My new friend described to me the wonderful Jewish traditions that her and her family observe during the holidays and Sabbath, but she also explained how at times, she is uncomfortable with the views of her sect of Judaism, and in her opinion, how women are treated as second-class citizens. At one point she exhaled deeply and uttered “It’s a constant challenge, I feel stuck some days.”
I reminded her it wasn’t just Judaism and briefly mentioned examples of how oppressive Islam and Christianity can be towards women (and gays).
The conversation then navigated itself to the topic of the holocaust, where my new friend was surprised to find out that homosexuals, in addition to the millions of Jews, were also camped and exterminated. (Oddly enough, her husband now works for IBM, the same company whose devices were used to identity and classify individuals using the infamous concentration camp punch cards.)
And suddenly, we were wheels down in Toronto.
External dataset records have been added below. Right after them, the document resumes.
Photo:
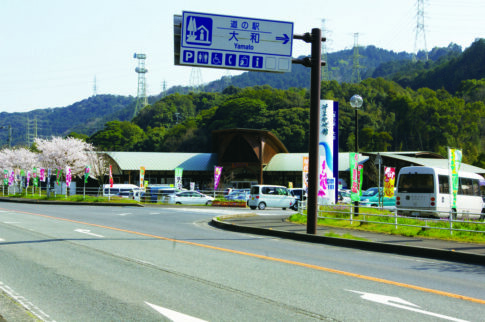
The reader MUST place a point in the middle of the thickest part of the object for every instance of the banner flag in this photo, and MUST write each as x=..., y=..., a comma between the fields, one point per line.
x=42, y=174
x=454, y=164
x=142, y=176
x=356, y=172
x=110, y=176
x=328, y=151
x=217, y=176
x=87, y=170
x=35, y=180
x=178, y=178
x=68, y=176
x=11, y=180
x=389, y=179
x=305, y=174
We gathered our belongings and exchanged a few looks. It was as if we had a renewed understanding of what shared oppression and struggle felt and looked like. Considering the intensity of our conversation, the encounter ended in a rather unremarkable manner.
New Friend: “You know, you were the first gay person I’ve ever spoken to. Thank you for that.”
Me: “Really? Well, it was great meeting you. You’ve made me completely re-think how I view and judge Orthodox Jews.”
New Friend: “Well, we are not all the same; some of us struggle and continue to ask questions.”
Me: “Same with us.”
We smiled at each other. She walked on and waved. I leaned back against the cold tunnel walls and waited for my gate-checked luggage.